Universidad de Antioquia

Status

Withdrawn

Conditions

Cardiac Arrest, Out-Of-Hospital

Treatments

Other: Basic Life Support training based on ICTs
Other: Classic Basic Life Support training

Study type

Interventional

Funder types

Other

Identifiers

NCT04286204
SIIU 2019-28530

Details and patient eligibility

About

With the increase in life expectancy of the general population and advances in medicine, there is now a population with a higher amount of cardiovascular diseases that lead to an increased risk of sudden cardiac arrest. In most cases, this occurs in extra-hospital settings such as family homes, shopping centres, public transport and before people without any knowledge or training in basic life support. On the other hand, for every minute that passes without adequate attention of the victim, the probability of surviving or continuing to live with neurological severe sequelae decreases by 10%.

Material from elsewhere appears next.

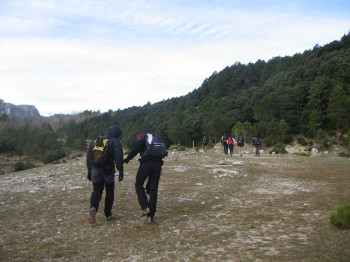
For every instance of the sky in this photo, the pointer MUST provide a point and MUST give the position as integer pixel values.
(67, 56)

In developed countries, public policies have been created to encourage basic life support education to the general population. In Colombia, because of the high prevalence of these diseases and the need for public health strategies, a law was issued to provide access to automatic external defibrillators (AEDs) in public places. However, it has not been developed strategies for education on this subject.

For that reason, the investigators created an educational strategy of self-learning, which consists of a complete basic life support course based in new Information and Communication technologies with tools to manufacture a mannequin and a homemade DEA, which will allow continuous training, with a very low cost compared to traditional life support training.

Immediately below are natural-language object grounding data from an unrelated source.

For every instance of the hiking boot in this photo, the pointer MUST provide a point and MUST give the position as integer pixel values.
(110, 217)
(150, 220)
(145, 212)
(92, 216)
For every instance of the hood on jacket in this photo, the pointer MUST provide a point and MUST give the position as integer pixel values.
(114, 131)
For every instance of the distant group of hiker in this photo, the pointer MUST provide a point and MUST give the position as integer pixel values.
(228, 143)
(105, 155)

The clinical trial will compare that two educational strategies, evaluating as primary aid, which approach has higher knowledge retention of life support chain at 6 months in students after the workshop. As secondary objectives, the investigators would evaluate the efficient in terms of response times, costs and student satisfaction.

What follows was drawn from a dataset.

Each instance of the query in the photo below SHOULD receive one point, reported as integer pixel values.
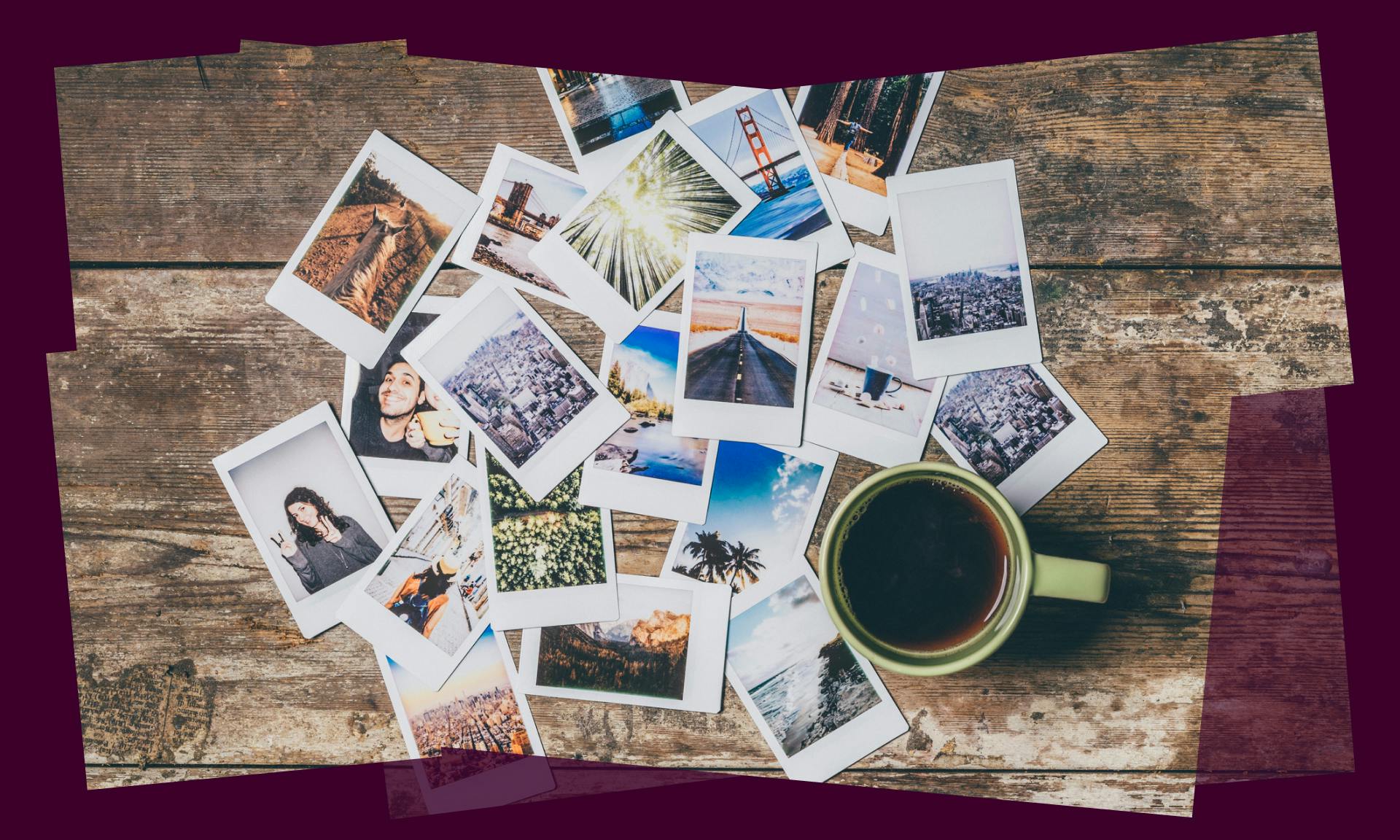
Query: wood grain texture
(1175, 163)
(1213, 155)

This study will be carried out in high school students from two different high schools, without prior training in Life support. Both strategies will be distributed randomly. The experimental group will carry out the self-learning strategy based on ICT (Information and Communication Technologies), with which they will be retrained every month, and the control group will carry out the conventional training only once as usual. Subsequently, each of the objectives will be evaluated at six months.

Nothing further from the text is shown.